Он кинул в меня палкой и попал по ноге.
— Ну, и этого тоже не случилось, — сказал я.
— Я действительно не знаю, Рэй, но ценю твою мировую скорбь. В самом деле. Вот посмотри на нашу вечеринку. Все хотели хорошенько оттянуться и очень сильно старались, но на следующий день мы все проснулись и ощутили какую-то печаль и отъединенность. Что ты думаешь о смерти, Рэй?
— Я думаю, смерть — наша награда. Когда мы умрем, то отправимся прямиком в нирванные Небеса — и все дела.
— Но предположим, ты переродился в нижних преисподних, и дьяволы пихают тебе в глотку раскаленные докрасна железные шары.
— Жизнь уже сунула мне в рот свою железную лапу. Я же не считаю это ничем, кроме мечтаний, сварганенных какими-нибудь истеричными монахами, которые не поняли мира Будды под Деревом Бо или, если уж на то пошло, мира Христа, который глядел сверху вниз, на макушки своих мучителей, и прощал их.
— А тебе на самом деле нравится Христос, правда?
— Конечно, нравится. Ведь, в конце концов, множество людей считает его Майтрейей — Буддой, который по пророчествам появится после Шакьямуни, ведь сам знаешь, что «Майтрейя» на санскрите означает «Любовь», а Христос ведь говорил только о любви.

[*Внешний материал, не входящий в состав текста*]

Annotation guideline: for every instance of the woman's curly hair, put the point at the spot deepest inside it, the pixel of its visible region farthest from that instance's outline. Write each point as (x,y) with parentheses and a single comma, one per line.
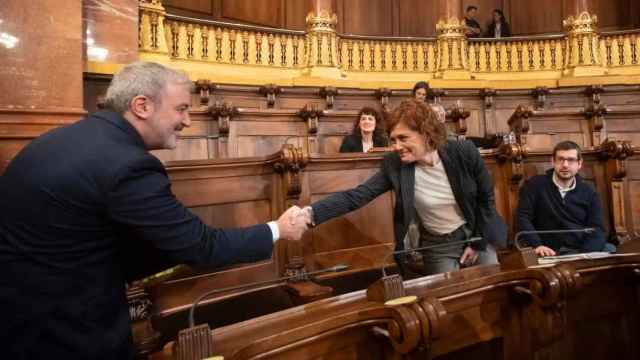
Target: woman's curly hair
(418,116)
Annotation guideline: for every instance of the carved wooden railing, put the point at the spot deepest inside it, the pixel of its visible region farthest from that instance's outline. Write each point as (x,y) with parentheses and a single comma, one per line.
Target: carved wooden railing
(517,54)
(376,54)
(580,50)
(224,43)
(620,48)
(483,312)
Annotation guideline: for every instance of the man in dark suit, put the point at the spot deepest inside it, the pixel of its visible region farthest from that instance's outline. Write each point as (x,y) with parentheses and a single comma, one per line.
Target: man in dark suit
(562,200)
(77,199)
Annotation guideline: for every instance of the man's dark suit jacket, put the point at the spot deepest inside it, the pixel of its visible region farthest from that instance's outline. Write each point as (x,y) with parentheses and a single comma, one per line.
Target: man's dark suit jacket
(470,181)
(353,143)
(83,207)
(541,207)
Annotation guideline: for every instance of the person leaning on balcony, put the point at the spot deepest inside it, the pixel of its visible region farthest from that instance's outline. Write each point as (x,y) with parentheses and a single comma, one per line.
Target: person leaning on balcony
(420,91)
(368,132)
(499,27)
(473,28)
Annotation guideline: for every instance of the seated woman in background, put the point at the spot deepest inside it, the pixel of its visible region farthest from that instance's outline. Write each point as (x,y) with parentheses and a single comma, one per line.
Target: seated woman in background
(368,132)
(443,186)
(420,91)
(499,27)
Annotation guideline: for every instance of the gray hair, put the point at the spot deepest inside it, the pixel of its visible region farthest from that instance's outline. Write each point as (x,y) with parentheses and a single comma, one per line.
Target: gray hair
(141,78)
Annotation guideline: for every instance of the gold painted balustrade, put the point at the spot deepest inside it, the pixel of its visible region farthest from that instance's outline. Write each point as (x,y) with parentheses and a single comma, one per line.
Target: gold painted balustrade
(234,53)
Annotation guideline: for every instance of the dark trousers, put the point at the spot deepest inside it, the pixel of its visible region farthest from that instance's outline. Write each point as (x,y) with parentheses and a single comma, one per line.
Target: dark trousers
(447,258)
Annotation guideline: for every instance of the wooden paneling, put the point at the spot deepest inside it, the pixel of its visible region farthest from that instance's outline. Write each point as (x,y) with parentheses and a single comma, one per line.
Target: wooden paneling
(417,17)
(617,14)
(534,17)
(197,6)
(370,17)
(295,13)
(263,12)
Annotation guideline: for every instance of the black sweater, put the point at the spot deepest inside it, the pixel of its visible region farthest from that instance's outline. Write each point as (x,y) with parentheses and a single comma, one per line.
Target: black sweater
(541,207)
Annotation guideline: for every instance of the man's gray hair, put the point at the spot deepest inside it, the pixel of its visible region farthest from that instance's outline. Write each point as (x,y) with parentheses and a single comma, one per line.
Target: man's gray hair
(141,78)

— Ох, только не надо христианства мне проповедовать, я и так вижу, что на своем смертном одре ты станешь целовать крест, будто какой-нибудь старый Карамазов или как наш общий приятель Дуайт Годдард, который всю жизнь был буддистом, а в последние дни возвратился к христианству. Нет уж, это не для меня, я хочу по многу часов в день проводить в одиноком храме, медитировать перед запечатанной статуей Кваннона, которую никому никогда не дозволяется видеть, поскольку она — слишком могущественна. Бей сильней, старый алмаз!
— Все это вымоется.
— Помнишь Рола Стурласона, моего кореша, что уехал в Японию изучать камни в Рёандзи? Он поплыл на сухогрузе, который назывался «Морской Змей», и поэтому в кают-компании на переборке нарисовал здоровенное панно с морским змеем и русалками к восторгу всего экипажа — те врубились в него как ненормальные и все немедленно захотели стать Бродягами Дхармы. Теперь Рол восходит на священную гору Хиэй в Киото, быть может, по колено в снегу, а впереди наверх не проложено ни одной тропинки, круча круче, сквозь заросли бамбука и корявые сосенки, как на рисунках кистью. Ноги промокли, обед позабыт — вот путь восхождения.
— Ну ладно, а что ты собираешься носить в монастыре?
— Ох, чувак, то, что надо, — вещи в стиле старой Династии Тан, длинные, черные, просторные, с огромными опадающими рукавами и смешными складками: в них чувствуешь себя настоящим восточным человеком.
— Алва говорит, что в то время, как парни вроде нас залипают на том, чтобы стать настоящими восточными людьми и носить халаты, действительные восточные люди там читают про сюрреализм, про Чарльза Дарвина и торчат от западных деловых костюмов.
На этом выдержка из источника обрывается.